Thanks Mike for testing. The flush times look better indeed!
Might you give us some advise on when to use this sort implementation?
I think radix sort is usually appealing as the complexity degrades more gracefully when the number of entries to sort increases. For keys that have a maximum length of k, its complexity is O(n*k) while a comparison-based sort has a complexity of O(n*k*log). So this change should make things even better with larger ram buffers (in addition to the fact that larger ram buffers mean less merging).
Like Yonik mentioned, an adversary case is when there are long common prefixes (because of the k parameter).
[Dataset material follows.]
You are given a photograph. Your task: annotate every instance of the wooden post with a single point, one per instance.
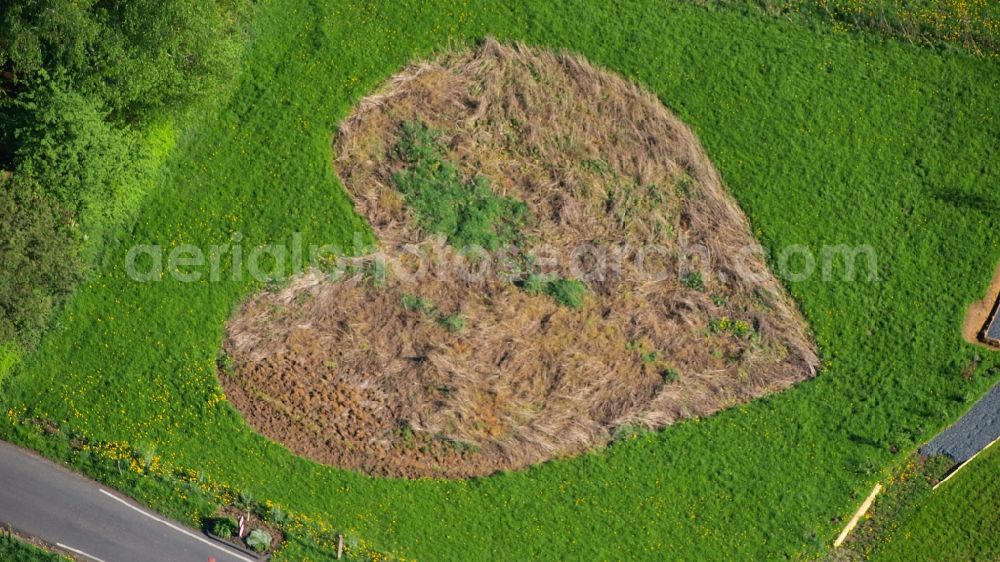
(857, 516)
The implementation has some protection against it though by forcing the fall back to intro sort after a given number of levels of recursion (currently 19, needs to be tuned) and recursing directly when all values fall into the same bucket for the k-th byte. Note that comparison-based sorts have the same adversary case since the comparisons need to scan these common prefixes as well, but it is less annoying in practice for BytesRefHash.sort() since the bottleneck is not the comparisons of values but 'get'ting the values to compare from the BytesRefHash (because of the random access pattern). Radix sort needs to call 'get' about 2*n*k times while introsort needs to call it about n*log times, which is why this fall back to introsort is still useful.
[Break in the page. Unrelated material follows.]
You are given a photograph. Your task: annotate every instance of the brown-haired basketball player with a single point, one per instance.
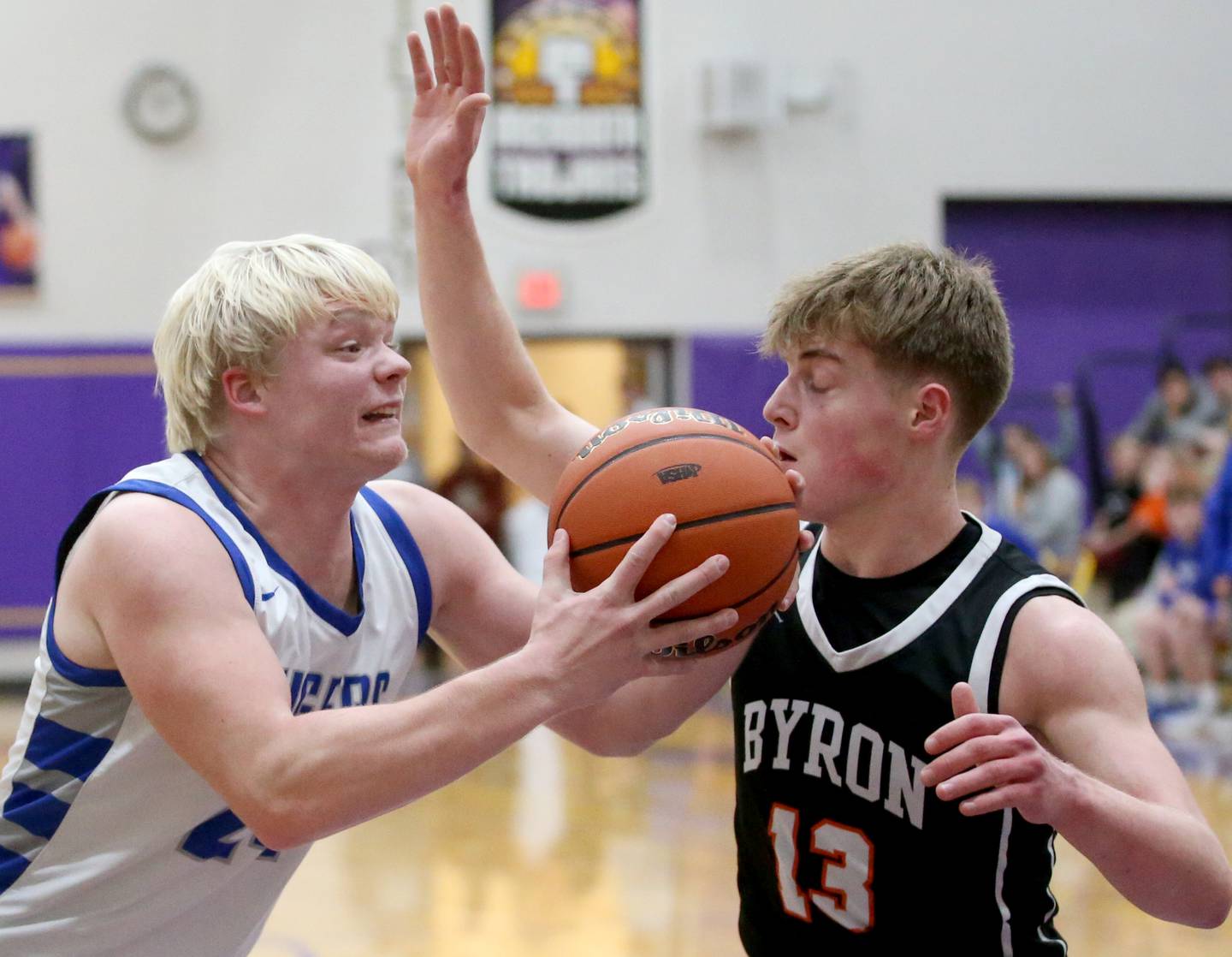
(935, 707)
By the way, I forgot to mention an important implementation detail of this impl: since the bottleneck is to get values from the BytesRefHash, I added a cache for the first 3 buckets. This helps perform the first 3 levels of recursion by getting every value once instead of 2*3=6 when operating normally. I measured that this cache accounts for about 1/3 of the speedup, but it has the drawback of requiring an int of size n. I think it is fine though since this cache should be much smaller than the BytesRefHash itself.
Would it make sense for an implementation to extend o.a.l.u.Sorter
I can try but it could not be as generic as the current Sorter impls that mostly need a comparison function. To keep it efficient we would probably have to enforce a BytesRef representation of the keys.